Vindt u het een wenselijke ontwikkeling dat het aantal ingehuurde medewerkers, ook al vertekent de correctie dit, al vijf jaar blijft stijgen?
Uiteraard heeft het de voorkeur om de organisatie op een organieke manier te vullen. Echter, bij ondervulling van de organisatie levert inhuur, evenals de inzet van reservisten, een belangrijke bijdrage aan het functioneren van Defensie en is dit noodzakelijk om de taken van Defensie uit te kunnen voeren. Inhuurmedewerkers beschikken veelal over specifieke expertise en vormen samen met reservisten de flexibele schil van Defensie.
12.
Vindt u het een wenselijke ontwikkeling dat het aantal ingehuurde medewerkers bij DMO alleen maar blijft stijgen?
De cijfers in de rapportage geven een enigszins vertekend beeld van de inhuur bij DMO. De stijging is namelijk grotendeels te verklaren door externe medewerkers van de defensiepartner Athena die worden ingezet voor het programma GrIT, zoals ook in de Personeelsrapportage over 2021 is vermeld. Hierbij is het belangrijk om te benoemen dat DMO met Athena een prestatiecontract heeft gesloten; de groei van de inzet van Athena-medewerkers brengt geen salariskosten met zich mee voor DMO. In de komende maanden zal Defensie een oplossing uitwerken om het personeel van Athena op eenzelfde wijze als het personeel van het Rijksvastgoedbedrijf om administratieve redenen (toegang tot gebouwen, netwerken en IV-systemen) in het personeelssysteem van Defensie op te nemen.

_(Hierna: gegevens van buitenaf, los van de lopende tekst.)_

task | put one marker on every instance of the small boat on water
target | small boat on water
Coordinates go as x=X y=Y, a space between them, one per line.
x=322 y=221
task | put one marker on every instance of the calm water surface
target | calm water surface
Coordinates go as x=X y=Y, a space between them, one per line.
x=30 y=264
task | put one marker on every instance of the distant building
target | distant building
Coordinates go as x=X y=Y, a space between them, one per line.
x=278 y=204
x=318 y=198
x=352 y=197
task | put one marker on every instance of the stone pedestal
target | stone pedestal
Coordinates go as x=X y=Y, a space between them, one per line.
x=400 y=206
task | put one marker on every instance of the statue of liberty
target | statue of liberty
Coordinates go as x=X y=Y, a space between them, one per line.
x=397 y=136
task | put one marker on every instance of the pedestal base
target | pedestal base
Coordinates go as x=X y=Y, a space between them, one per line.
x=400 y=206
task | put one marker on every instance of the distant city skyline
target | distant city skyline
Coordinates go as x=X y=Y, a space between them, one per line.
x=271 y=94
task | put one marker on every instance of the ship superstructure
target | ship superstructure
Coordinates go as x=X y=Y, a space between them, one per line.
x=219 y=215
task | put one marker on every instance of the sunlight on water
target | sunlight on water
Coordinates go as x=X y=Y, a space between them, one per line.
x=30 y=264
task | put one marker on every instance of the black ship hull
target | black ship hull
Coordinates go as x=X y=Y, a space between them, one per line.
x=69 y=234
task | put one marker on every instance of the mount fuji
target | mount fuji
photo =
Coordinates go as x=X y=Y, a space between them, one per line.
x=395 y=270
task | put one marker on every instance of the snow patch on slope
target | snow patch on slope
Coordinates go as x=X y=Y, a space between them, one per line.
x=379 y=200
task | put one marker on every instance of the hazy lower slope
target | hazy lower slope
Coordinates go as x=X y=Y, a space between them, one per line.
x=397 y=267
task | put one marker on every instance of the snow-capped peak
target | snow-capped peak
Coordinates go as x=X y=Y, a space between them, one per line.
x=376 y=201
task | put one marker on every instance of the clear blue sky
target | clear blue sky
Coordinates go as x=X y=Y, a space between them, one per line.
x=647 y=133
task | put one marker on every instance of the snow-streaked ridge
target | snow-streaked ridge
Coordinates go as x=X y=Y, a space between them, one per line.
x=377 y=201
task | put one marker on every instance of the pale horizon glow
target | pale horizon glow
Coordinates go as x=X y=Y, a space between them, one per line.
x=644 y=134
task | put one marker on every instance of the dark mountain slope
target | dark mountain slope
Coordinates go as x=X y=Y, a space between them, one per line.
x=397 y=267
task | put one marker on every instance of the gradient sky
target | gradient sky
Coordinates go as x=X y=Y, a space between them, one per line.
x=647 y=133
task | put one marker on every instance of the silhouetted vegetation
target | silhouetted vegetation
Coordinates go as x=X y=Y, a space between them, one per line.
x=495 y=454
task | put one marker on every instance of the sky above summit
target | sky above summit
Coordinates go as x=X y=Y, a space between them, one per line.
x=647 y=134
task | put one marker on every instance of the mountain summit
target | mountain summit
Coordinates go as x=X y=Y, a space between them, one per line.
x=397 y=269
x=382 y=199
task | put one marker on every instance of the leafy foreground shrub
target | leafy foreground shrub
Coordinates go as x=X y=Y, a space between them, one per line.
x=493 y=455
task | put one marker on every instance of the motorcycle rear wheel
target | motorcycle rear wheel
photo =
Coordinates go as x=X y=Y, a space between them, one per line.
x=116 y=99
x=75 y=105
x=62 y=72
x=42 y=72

Daarnaast wordt de inhuur veroorzaakt door krapte op de arbeidsmarkt en het hoge aantal technische functies waar DMO behoefte aan heeft. Het inhuren van medewerkers heeft, gezien de kosten, nooit de voorkeur maar is soms noodzakelijk om de productie van DMO doorgang te laten vinden. Het gaat dan vooral om technische functies bij materieelprojecten en functies in het IT- domein.
13.
Kunt u een update verschaffen over de verplichte diversiteitstrainingen?
Het doel is om diversiteit en inclusiviteit (D&I) nog beter te borgen in alle opleidingen. De integratie van D&I in de initiƫle opleidingen krijgt prioriteit om zo de nieuwe instroom direct te vormen en scholen. Daarnaast wordt een compleet overzicht gemaakt van alle doorlopende loopbaanopleidingen voor zowel burgers als militairen waarna bezien kan worden hoe D&I een plek kan krijgen in die opleidingen. Dit overzicht wordt nu opgesteld en is voor het einde van 2022 gereed. We streven ernaar dat D&I zo spoedig mogelijk en uiterlijk in 2024 in alle initiƫle en loopbaanopleidingen is geborgd.